NEW YORK CITY – A retired NYPD officer was charged with running 58 escort websites.
Michael Rizzi was arrested at his home Tuesday morning by Homeland Security Investigations agents and New York City Police Department officers.
He was charged with prostitution and money laundering, and will appear in federal court later Tuesday.
Rizzi retired on medical disability and receives a city pension.
In the criminal complaint, Rizzi is quoted discussing his service.
He told one prospective female employee to google “escorts in nyc” and “I’m number one for a reason… I get the most business, my girls make the most money, my clients are the wealthiest people in the world.”
According to the criminal complaint, two female employees “knew they were interviewing to be prostitutes and believed that was clear. At the interviews, Rizzi commented that they could decide what sexual acts to engage in with the clients. Neither believed she was a non-sexual ‘time companion’ when working for Rizzi.”
One client requested an eight hour appointment at the Park Central Hotel.
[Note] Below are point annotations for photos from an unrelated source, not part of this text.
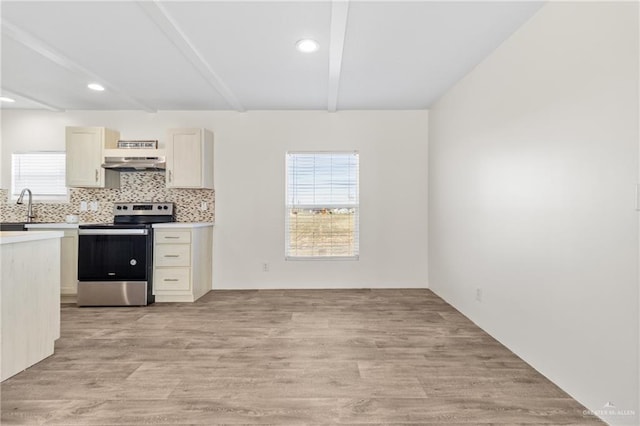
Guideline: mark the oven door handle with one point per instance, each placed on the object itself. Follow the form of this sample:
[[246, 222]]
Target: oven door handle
[[113, 232]]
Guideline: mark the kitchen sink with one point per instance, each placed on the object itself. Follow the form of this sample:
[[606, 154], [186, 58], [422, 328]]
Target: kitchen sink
[[12, 226]]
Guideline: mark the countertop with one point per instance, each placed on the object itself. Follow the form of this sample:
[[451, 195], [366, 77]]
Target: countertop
[[183, 225], [36, 225], [10, 237], [64, 225]]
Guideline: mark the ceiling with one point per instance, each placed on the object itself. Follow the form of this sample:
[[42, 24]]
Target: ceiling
[[240, 55]]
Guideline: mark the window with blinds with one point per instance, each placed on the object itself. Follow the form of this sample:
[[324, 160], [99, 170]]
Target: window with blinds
[[322, 205], [43, 172]]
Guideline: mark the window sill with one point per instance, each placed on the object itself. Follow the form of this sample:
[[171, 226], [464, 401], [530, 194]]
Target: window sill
[[339, 258]]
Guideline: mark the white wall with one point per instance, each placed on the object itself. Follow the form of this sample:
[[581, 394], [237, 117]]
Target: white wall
[[249, 179], [533, 164]]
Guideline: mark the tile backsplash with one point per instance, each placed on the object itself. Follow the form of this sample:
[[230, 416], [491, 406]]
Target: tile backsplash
[[134, 186]]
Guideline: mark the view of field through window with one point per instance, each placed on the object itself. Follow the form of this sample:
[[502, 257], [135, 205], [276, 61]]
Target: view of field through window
[[322, 205]]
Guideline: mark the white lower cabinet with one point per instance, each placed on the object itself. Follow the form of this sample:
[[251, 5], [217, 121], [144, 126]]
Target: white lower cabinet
[[182, 259], [68, 257]]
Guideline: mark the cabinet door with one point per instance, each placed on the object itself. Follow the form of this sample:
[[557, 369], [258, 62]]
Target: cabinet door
[[69, 263], [184, 158], [84, 157]]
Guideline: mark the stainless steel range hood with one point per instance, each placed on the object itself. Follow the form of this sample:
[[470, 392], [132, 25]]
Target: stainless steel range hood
[[134, 160]]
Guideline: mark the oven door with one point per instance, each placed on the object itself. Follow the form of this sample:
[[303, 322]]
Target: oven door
[[114, 267]]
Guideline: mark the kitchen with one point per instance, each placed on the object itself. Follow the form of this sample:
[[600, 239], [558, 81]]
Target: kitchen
[[399, 148]]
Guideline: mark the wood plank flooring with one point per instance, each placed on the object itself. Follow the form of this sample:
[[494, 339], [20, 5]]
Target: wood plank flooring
[[286, 357]]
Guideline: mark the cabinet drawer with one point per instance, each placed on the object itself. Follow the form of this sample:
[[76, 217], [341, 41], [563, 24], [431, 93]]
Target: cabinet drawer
[[173, 255], [172, 279], [172, 237]]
The client was provided with prices — $600 per hour, $7,200 for a 12-hour appointment (6 p.m. to 6 a.m.) and $8,400 for a 14-hour appointment (6 p.m. to 8 a.m.).
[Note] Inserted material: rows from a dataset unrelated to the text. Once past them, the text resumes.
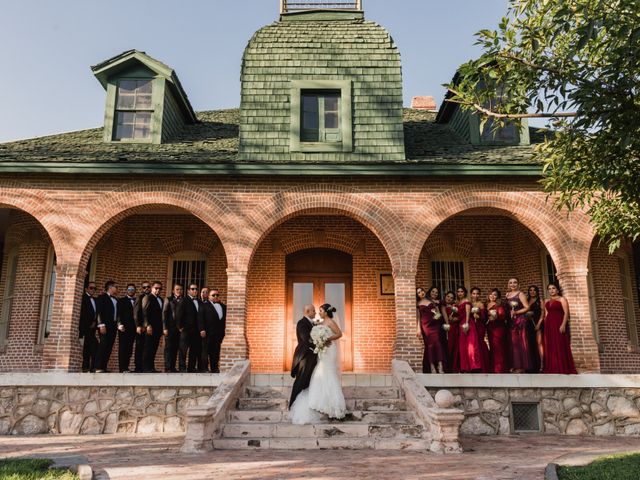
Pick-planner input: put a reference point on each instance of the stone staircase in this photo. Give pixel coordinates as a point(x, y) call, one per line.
point(378, 418)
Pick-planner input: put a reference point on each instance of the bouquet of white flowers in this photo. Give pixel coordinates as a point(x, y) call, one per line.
point(320, 335)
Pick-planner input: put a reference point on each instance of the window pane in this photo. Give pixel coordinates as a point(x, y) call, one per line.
point(126, 101)
point(127, 87)
point(144, 87)
point(331, 104)
point(331, 120)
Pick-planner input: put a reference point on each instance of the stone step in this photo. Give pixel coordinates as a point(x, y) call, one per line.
point(331, 443)
point(376, 404)
point(245, 403)
point(361, 393)
point(323, 430)
point(276, 416)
The escorts he is accused of providing charged anywhere from $400 to $2,000 an hour.
One client allegedly requested a five-day appointment that included an escort trip to a private resort in Jamaica.
BJM is believed to have made millions of dollars, including more than $2 million in credit card payments from October 2012 to March 2016.
Its services were advertised on more than 50 websites, and Rizzi allegedly used personal and business bank accounts to promote it by laundering more than $112,000 to Electronic Merchant Services for processing some $2 million in customer credit card transactions, nearly $200,000 was disbursed through Paychex for employee salaries, $25,000 to tollforwarding.com for forwarding phone numbers listed on his various websites to phone bookers, and $10,000 went through godaddy.com, where he registered more than 80 websites relating to BJM, the Justice Department stated.
On at least 58 websites Rizzi is accused of running, there were allegedly photographs of about 25 to 30 women appearing in lingerie, bikinis or topless, all listed alongside a “donation.”
“Rizzi, a former police officer, once entrusted to enforce the law now finds himself accused of breaking it by allegedly laundering money from the proceeds of an online prostitution ring,” said Homeland Security Investigations New York Special Agent-in-Charge Melendez.
He is expected to be charged with money laundering, according to a police source.
If convicted, Rizzi faces a maximum sentence of 20 years behind bars.
BJM is a successor to Pure Platinum Models, which closed in 2014 and ended with its owner being convicted of laundering more than $1 million, according to the Justice Department.